この常軌を逸した訴訟指揮に対して強く抗議するや、裁判長は3名の証人を認めたものの尋問時間を不当に制限した。さらに抗議したところ、事実上その非を認めて全面的に撤回した。
ところが、6月25日の弁論では、石橋恵美子氏ら重要証人の再喚問と実地検証を却下し、即日結審しようという訴訟指揮を強行した。
あげくに、空港会社の「訴状訂正申立」に対する防御権の保障の請求を電話で却下し、結審を強行しようとしているのである。
(4) 防御権を封殺する証拠隠滅は許さない
以上の経過と裁判長の本件裁判に対する敵対的姿勢を見るとき、反対同盟はじつに重大な懸念を抱かざるをえない。

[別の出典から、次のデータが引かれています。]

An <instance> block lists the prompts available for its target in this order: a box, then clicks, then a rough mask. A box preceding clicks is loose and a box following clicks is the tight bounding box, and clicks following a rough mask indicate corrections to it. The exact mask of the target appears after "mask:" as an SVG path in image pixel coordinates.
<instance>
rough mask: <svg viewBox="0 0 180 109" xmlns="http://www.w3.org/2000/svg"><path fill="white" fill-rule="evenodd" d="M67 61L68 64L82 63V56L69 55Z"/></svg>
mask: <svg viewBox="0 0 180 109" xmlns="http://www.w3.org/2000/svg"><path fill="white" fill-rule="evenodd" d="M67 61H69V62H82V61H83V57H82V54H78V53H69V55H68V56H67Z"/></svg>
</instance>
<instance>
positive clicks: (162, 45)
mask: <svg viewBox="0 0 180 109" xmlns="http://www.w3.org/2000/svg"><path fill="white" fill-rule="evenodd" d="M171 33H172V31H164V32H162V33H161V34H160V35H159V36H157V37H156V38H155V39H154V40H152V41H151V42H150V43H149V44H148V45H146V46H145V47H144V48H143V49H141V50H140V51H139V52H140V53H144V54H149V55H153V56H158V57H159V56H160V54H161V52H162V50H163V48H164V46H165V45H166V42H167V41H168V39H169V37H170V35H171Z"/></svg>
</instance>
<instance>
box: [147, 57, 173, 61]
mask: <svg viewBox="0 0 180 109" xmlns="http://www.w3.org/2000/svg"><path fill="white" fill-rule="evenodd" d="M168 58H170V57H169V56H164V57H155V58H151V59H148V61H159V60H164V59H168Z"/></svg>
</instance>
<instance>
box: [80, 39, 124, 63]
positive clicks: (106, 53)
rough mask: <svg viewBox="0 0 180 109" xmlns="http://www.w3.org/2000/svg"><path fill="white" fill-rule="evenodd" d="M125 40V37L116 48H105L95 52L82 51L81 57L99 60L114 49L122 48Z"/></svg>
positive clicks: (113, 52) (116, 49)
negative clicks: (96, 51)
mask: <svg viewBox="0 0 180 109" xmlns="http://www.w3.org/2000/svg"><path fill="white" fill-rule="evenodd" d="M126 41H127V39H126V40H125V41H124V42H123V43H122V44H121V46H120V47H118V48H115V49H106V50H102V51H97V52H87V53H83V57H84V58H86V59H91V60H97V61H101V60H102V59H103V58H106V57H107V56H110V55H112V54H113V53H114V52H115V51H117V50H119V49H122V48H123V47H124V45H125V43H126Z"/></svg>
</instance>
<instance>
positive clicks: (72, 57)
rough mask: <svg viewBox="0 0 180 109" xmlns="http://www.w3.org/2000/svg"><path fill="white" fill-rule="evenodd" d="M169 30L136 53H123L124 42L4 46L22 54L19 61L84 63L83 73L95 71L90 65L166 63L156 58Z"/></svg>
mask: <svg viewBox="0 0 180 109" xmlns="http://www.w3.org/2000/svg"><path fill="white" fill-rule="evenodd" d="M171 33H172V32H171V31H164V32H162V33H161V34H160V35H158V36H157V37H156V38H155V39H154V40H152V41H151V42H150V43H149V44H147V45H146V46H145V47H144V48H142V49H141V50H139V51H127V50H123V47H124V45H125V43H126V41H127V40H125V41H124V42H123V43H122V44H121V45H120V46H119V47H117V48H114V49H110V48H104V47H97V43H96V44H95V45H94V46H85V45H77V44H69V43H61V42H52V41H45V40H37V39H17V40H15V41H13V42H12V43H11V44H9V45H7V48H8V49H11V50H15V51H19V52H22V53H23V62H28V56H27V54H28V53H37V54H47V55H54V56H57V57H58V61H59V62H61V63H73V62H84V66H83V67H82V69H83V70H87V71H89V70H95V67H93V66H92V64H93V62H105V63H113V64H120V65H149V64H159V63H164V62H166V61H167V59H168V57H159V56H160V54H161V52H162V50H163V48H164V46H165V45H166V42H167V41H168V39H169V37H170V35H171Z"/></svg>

それはこの裁判の始めから建物収去の結論ありきの国策裁判として進行する事態の先には、判決に仮執行宣言を付して、現に存在する物的証拠もろとも破壊・隠滅するのではないかという懸念である。これは、控訴審における反対同盟の防御権をあらかじめ封殺することを意味する。
三里塚現地において、原告・成田空港会社は暫定滑走路北延伸と新誘導路の違法な工事を強行し、地元住民の「反対」の声を押し切って供用した。その上、空港予定地を飛び出しての「第3の誘導路」計画をうち出した。供用されている誘導路の欠陥と破綻を取り繕うためのものだが、同時に別件で農地取り上げと闘う市東孝雄さんの家屋・畑を空港内に囲い込み耐え難い騒音で追い出そうとする非道な国家犯罪である。
こうした暴挙と一体であるかのような本件裁判は、断じて認められない。司法制度改悪の尖兵となって強行する不当な訴訟指揮は許されない。
(5) 裁判官罷免請求は止むに止まれぬ権利の行使
反対同盟は11月4日、裁判官訴追委員会に対して、仲戸川裁判官罷免の訴追請求を行った。これは、偏った訴訟指揮を改めるように何度も訴えたが聞き入れず、地上権立証に不可欠の実地検証をせず、最重要証人の再喚問にも応じない裁判官に対する、やむにやまれぬ権利の行使である。
反対同盟はいかなる判決が下されようと微動だにしない。だが、仲戸川裁判長による、かくも常軌を逸した審理が横行することは許されない。反対同盟は、その不当を明らかにして、徹底的に闘うことをこの場に宣言して陳述とする。